Mar 22, 2011 By Emma Thorne

(PhysOrg.com) -- A new tissue bank that will help to overcome barriers in translating the latest research into new clinical treatments for breast cancer has been launched in Nottingham.

The city is one of a coalition of centres making up the new multi-million pound Campaign Tissue Bank and will be headed up by a partnership of experts from The University of Nottingham and Nottingham University Hospitals NHS Trust.

Together with three other sites around the UK, the local centre led by Professor Ian Ellis and Dr. Andy Green, of the University’s School of Molecular Medical Sciences, the new Nottingham facility will form the world’s first large scale collection of breast tissue samples.

Dr. Andy Green said: “We are thrilled to be part of the world’s first breast cancer tissue bank funded by Breast Cancer Campaign. This is an extremely important initiative and resource allowing access of tissue samples to researchers which will expedite our understanding and knowledge of this prevalent disease ultimately leading to improvements in breast cancer treatment.”

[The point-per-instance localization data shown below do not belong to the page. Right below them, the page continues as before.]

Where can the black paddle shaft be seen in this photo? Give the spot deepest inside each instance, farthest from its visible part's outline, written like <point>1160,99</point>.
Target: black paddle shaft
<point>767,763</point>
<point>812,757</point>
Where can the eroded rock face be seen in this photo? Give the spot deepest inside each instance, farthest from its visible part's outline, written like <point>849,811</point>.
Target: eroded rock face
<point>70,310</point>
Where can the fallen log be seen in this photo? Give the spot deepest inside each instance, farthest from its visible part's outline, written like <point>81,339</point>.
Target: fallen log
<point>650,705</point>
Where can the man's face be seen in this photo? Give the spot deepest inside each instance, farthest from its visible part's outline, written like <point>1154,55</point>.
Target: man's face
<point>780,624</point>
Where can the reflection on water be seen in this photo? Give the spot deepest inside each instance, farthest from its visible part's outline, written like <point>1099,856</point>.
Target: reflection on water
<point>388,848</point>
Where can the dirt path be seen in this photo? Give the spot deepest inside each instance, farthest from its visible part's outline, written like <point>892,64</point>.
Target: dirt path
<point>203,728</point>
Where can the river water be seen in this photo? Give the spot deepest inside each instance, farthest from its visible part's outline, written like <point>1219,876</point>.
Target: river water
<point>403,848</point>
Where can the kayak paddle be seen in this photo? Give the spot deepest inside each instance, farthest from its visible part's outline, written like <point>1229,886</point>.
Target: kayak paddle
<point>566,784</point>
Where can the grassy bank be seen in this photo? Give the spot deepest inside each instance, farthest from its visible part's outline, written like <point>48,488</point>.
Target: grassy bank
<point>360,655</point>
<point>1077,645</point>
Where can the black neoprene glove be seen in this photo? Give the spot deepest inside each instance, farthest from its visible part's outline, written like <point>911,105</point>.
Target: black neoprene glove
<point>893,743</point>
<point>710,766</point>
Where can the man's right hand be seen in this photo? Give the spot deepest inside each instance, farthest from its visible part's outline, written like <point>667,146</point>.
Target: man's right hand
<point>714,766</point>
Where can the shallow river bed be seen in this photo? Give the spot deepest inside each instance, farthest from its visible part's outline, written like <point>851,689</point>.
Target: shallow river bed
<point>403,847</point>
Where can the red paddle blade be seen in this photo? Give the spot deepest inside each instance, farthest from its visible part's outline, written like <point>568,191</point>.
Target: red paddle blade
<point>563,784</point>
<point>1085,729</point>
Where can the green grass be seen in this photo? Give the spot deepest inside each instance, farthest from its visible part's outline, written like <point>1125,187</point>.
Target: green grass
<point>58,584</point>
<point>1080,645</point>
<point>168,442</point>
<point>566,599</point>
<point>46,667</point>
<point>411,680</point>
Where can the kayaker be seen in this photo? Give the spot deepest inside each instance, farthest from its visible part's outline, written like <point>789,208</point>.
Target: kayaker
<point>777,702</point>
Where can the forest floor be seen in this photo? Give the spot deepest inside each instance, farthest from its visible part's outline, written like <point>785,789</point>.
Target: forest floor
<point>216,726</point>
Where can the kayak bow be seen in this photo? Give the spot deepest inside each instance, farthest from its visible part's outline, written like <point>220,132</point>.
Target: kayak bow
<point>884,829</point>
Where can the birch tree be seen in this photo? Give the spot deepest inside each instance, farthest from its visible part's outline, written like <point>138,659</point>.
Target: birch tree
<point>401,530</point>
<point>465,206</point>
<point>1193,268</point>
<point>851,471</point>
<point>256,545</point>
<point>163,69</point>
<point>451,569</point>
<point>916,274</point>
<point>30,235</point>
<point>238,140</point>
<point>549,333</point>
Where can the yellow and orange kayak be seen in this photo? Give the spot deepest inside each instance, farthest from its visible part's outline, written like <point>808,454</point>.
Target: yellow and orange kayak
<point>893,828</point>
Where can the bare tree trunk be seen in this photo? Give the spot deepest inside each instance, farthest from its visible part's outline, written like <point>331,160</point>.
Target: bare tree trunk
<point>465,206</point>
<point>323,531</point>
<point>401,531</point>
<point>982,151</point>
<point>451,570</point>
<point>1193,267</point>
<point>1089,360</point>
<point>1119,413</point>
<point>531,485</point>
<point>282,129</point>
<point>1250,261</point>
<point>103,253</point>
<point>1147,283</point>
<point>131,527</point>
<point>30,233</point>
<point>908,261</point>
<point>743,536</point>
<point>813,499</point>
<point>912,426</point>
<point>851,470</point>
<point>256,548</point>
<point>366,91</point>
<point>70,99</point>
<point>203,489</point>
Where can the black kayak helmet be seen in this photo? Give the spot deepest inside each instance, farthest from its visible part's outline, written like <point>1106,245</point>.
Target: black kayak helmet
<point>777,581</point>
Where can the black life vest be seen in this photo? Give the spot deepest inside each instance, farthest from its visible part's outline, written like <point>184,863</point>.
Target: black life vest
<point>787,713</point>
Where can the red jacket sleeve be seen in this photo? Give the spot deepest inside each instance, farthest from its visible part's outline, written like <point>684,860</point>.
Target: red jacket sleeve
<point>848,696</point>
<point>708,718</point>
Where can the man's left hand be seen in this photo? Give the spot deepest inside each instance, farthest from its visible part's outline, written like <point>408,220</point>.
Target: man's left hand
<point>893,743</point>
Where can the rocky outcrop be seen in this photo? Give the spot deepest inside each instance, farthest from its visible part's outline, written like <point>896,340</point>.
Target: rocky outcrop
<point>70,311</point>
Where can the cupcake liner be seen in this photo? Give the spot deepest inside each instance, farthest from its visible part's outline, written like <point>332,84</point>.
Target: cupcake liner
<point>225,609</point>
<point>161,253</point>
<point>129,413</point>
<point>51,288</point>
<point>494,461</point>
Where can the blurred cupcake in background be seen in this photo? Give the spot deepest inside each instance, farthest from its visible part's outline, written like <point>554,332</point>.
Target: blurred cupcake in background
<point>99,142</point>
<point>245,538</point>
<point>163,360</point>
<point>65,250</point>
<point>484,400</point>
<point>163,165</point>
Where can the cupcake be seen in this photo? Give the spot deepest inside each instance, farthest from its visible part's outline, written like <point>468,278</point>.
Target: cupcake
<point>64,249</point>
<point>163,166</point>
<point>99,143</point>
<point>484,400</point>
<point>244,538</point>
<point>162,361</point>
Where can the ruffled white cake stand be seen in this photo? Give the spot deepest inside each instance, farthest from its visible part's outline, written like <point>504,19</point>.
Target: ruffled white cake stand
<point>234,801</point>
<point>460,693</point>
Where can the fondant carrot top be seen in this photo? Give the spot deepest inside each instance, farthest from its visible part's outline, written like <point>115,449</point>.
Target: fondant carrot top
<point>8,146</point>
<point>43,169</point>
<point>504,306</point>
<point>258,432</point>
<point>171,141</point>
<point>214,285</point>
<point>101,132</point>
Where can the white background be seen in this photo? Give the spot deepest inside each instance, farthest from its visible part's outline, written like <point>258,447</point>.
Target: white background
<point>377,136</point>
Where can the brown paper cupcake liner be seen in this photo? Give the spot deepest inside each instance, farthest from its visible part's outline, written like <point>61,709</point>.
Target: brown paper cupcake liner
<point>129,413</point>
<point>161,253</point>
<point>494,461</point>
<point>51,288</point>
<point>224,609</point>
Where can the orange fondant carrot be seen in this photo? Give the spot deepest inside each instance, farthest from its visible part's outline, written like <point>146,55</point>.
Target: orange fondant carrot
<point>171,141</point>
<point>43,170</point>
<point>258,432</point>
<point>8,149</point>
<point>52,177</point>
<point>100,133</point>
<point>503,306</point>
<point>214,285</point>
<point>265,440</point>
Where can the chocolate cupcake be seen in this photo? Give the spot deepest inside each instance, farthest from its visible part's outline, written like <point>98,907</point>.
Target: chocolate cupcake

Historically, access to suitable materials for research has been completely dependent on scientists’ locations and contacts. This new resource will offer anonymous information about a patient, the characteristics of their cancer, family history, treatments and, over time, their effectiveness. They will also be able to see whether their disease progresses or recurs.

The facility should help to ensure that research is fast-tracked from bench to bedside, leading to better prevention, earlier diagnosis and improved treatments which could potentially save the lives of many thousands of people.

The Tissue Bank, expected to cost £10 million over the next five years, has received a huge boost to its funding through Asda’s £1 million Tickled Pink campaign and a £1 million grant from breast cancer charity Walk the Walk.

The Nottingham centre is one of four facilities, the others being based at the University of Dundee, University of Leeds and the Barts Cancer Institute, Queen Mary University of London.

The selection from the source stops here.